Where can I buy one from and how are they packaged etc?

I'm presuming they dont need any UV or basking lights although I aren't 100% on the UV cos of them shedding - any advice please?

Thanks for any help : victory:


----------



## Colosseum (Aug 8, 2008)

Mrs Mental said:


> Well I've searched on here and haven't managed to come up with anything much. Could someone please point me in the right direction for a good caresheet for a Rainbow Crab?
> 
> From what I have seen so far I have a few questions if anyone can help please:
> 
> ...



1. Crabs are scavengers and will eat anything, I feed mine any veg, meat, seafood also Bloodworm, Algae wafers bit of the old Krill you get the picture

2. 5-6" leg span


3. Will be OK with the water bowl in its not ideal but will be fine for a temporary measure make sure to replace everyday, and if you live in a hard water area leave water in a separate bowl to rest overnight to free of any Chlorine.

4. Substrate yes fine


5. Nope plenty of hiding places vines etc good idea keep the Crab interested.
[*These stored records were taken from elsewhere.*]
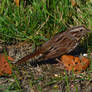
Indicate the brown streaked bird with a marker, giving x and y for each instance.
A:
(60, 44)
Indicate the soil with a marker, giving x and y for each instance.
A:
(44, 76)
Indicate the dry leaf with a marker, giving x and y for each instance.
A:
(4, 65)
(75, 63)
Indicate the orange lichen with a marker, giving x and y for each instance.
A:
(4, 66)
(17, 2)
(75, 63)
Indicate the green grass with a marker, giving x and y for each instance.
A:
(40, 20)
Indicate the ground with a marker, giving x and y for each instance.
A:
(45, 76)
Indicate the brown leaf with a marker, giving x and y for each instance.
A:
(4, 65)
6. Room temperature is fine although I put them on heat in winter months.


7. Yes when you have the tank you want to use a pump, filter is a must if you do not do this the water will cloud and smell effectively the poor crab will be swimming round in its poop!

8. Pass at the moment on a place to buy, they come packaged in usually a cricket container padded out with spagham moss


9. No UV is need at all for these.

Hope this has been some help to you


----------



## Colosseum (Aug 8, 2008)

Will add to that make sure your setup is half land half water this is vitally important for the Crab, unfortunately these Crabs have been sold in the common pet shop with misleading information a lot say you need a Aquatic setup this is not the case they only need the water to wet the lungs otherwise they dry out. If kept in a full Aquatic set up with no option to come out onto land and breathe the Crab will slowly die as in effect your drowning them.


----------



## Mrs Mental (May 5, 2009)

:notworthy: thats great, thanks you very much.

Well first off I was going to use the 18" tank and have the floor all water with about half of it with land (stones, slates, hidey holes etc) and then as the crab grew up and didnt go into the water so much i was going to use the 3.5ft tank and have it all land with a large waterbowl with stones in for him. From reading up I understand that they need more water when younger to aid their shedding.

Do you think that sounds okay or have I missed something?

Thanks again for all your help : victory:

Have you got any pics of your set up at all?


----------



## Mrs Mental (May 5, 2009)

Any more help at all people please? And any pics of set ups at all would be great?

Thank you : victory:


----------